The overall recognition accuracy in Table 4 is not as high as that in the other two tables. The reason may be that the subject of this data set is not a professionally trained person having a long-term specialized motor imaging training. This insufficient effective information in the original data leads to the result, whereas, in Exp.1 and Exp.2, the subject is the specially trained group of people, which generates less noise when performing a motor imaging task. Table 4 shows that the average recognition accuracy of B2DDLPP is improved by 2.34%, 6.75%, 5.7%, 4.66%, and 3.66% compared to those of None, LDA, 2DLDA, DLPP, and 2DDLPP, respectively. This result also fully proves the effectiveness of the 2D method and manifold learning method for the extraction of spatial and structural information from EEG signals.

It can be seen from the results of the three tables that although B2DDLPP has the highest accuracy rate, the classification accuracy of other feature extraction methods listed in the table is a bit lower than the accuracy rate without feature extraction. The reason can be attributed to the two following points: First, the methods of LDA and DLPP are not very robust to noise. Among the acquisition channels, the channels related to motor imagery are only a part of them. In this experiment, in order to ensure the integrity of the channel structure, we use the data of all channels, which brings redundant data and noise. Second, the extraction of effective information is insufficient. 2DLDA and 2DDLPP methods only transform the rows or columns of matrix data and this one-sided compression is not sufficient for the extraction of effective features in the spatial-spectral matrix.

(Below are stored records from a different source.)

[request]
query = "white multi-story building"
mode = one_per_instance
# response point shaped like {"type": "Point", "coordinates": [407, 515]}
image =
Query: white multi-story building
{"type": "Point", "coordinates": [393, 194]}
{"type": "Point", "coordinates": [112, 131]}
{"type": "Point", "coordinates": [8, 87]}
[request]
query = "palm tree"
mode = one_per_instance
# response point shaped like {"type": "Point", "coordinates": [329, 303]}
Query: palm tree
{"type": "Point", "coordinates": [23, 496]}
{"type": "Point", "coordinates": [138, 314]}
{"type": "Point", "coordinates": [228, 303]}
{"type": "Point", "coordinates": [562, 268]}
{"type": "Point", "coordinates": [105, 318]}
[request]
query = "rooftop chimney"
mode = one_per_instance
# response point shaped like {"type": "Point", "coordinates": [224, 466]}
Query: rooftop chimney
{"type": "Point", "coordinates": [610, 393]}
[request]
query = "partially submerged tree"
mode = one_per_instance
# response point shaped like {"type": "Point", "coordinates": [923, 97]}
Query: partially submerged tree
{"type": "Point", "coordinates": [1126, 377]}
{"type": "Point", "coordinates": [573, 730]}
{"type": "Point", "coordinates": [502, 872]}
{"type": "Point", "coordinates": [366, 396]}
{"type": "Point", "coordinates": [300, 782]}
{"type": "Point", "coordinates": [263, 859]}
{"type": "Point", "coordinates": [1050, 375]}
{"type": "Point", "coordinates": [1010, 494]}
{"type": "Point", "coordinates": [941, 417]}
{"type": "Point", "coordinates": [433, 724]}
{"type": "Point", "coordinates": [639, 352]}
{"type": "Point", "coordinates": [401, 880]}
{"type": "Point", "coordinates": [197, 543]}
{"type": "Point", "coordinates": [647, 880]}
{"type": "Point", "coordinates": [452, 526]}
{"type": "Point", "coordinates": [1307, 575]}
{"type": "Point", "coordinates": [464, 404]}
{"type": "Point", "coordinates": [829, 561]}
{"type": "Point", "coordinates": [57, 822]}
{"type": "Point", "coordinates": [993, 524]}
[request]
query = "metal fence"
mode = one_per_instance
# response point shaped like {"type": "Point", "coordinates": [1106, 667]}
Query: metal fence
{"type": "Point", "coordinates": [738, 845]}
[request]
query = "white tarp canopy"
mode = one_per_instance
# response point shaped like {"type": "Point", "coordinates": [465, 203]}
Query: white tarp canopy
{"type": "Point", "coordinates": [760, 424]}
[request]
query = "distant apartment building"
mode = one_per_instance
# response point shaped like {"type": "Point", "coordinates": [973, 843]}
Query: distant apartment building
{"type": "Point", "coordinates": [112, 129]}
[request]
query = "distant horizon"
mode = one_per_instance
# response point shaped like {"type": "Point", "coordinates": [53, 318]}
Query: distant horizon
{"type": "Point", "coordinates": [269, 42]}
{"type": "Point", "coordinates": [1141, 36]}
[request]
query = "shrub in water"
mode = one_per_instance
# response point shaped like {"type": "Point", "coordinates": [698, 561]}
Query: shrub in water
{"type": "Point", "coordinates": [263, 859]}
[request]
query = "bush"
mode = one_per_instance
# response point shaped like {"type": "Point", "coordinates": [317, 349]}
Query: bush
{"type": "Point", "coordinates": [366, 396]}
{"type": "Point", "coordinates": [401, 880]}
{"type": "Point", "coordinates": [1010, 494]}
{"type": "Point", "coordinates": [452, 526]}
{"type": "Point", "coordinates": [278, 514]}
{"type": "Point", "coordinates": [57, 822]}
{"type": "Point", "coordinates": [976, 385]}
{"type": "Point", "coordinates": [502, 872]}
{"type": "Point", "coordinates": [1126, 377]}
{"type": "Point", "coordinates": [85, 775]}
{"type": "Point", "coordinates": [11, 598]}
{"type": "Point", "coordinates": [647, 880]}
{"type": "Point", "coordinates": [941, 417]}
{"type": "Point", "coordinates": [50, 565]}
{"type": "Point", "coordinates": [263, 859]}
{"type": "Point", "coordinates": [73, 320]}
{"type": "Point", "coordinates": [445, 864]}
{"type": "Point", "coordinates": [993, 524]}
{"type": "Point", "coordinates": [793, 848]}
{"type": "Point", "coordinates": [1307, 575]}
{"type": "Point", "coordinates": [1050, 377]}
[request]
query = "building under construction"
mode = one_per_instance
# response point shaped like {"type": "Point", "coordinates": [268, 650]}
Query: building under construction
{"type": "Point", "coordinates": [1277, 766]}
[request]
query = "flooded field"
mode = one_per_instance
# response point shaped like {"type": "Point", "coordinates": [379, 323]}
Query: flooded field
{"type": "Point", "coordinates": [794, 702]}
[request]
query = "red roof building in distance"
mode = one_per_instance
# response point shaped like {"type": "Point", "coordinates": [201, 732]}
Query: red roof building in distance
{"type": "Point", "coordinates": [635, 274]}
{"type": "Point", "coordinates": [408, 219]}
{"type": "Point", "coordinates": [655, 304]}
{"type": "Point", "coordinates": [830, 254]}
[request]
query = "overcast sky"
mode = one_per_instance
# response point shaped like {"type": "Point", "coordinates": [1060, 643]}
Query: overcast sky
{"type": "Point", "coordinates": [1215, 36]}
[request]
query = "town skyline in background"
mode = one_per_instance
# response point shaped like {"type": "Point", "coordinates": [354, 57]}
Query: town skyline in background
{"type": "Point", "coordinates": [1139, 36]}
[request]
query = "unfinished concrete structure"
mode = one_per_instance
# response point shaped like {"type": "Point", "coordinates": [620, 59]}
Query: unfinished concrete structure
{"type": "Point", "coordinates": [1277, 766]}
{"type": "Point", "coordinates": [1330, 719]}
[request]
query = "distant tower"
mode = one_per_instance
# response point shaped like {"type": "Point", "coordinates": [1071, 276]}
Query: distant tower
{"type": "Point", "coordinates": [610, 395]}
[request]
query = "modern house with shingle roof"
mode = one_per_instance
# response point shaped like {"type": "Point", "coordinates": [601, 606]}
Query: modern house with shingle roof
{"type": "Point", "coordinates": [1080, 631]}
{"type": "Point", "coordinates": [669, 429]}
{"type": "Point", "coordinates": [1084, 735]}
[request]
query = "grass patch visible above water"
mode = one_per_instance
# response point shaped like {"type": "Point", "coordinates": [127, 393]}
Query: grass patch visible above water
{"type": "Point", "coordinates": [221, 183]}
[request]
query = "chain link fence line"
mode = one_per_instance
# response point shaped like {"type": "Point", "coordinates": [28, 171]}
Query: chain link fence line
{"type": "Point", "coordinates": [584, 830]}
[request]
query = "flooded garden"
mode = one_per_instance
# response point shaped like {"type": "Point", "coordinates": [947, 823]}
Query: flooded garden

It should be noted that the parameter t related to the calculation of the weight matrix in DLPP, 2DDLPP, and B2DDLPP is set to 1.

The following shows the results of the test set. The results of test set for Exp.1 and Exp.2 are presented in Figures 3 and 4, respectively. Note that the feature space dimensionality for each method in test set is set based on the value of dop in the validation phase.

Figure 3

The results of the test set for Exp.1. The figure shows the accuracy of 9 subjects and the average accuracy of them.

Figure 4

The results of the test set for Exp.2.

We can see from the figures that the performance results on the test data show a trend that is very similar to that of the performance results during the cross-validation phase.

In addition, we studied the influence of different feature dimensions on the effects of these methods. Figure 5 shows recognition accuracy of all the methods on different number of dimensions under three subjects in Exp.2. The results in the figure are shown by the average accuracy of 5-fold cross-validation. We can see from the figure that the overall trend of various methods rises slightly with the increase of the dimension and finally tends to be flat. Combining the curve results of the three subjects, the accuracy of the B2DDLPP method is the highest, followed by 2DDLPP. The results of DLPP and 2DLDA are not much different, and the worst is the LDA method. Different methods have different extraction capabilities for spatial information and structural information and the effect of this extraction determines the final accuracy. The results also show that B2DDLPP can achieve a high accuracy rate in the case of low feature dimensions, which can greatly help reduce the complexity of data and extract effective features.

Figure 5

Five-fold cross-validation performance on different number of dimensions on Exp.2: (a) the accuracy of different dimensions in subj.1; (b) the accuracy of different dimensions in subj.2; (c) the accuracy of different dimensions in subj.3.

4. Conclusions

In this paper, we propose a B2DDLPP algorithm. By adding the matrix-variate Gaussian model and a bilinear structure, B2DDLPP decomposes the within-class covariance matrix and the between-class scatter matrix to obtain the optimal projection matrix. As a matrix-based method, B2DDLPP is more effective for extracting spatial information than vector-based methods. At the same time, the bilinear structure further enhances this effect.

In order to fully verify the effectiveness of the algorithm, we apply the B2DDLPP algorithm to three EEG data sets in this paper. The results show that B2DDLPP has a higher feature extraction performance compared to other methods.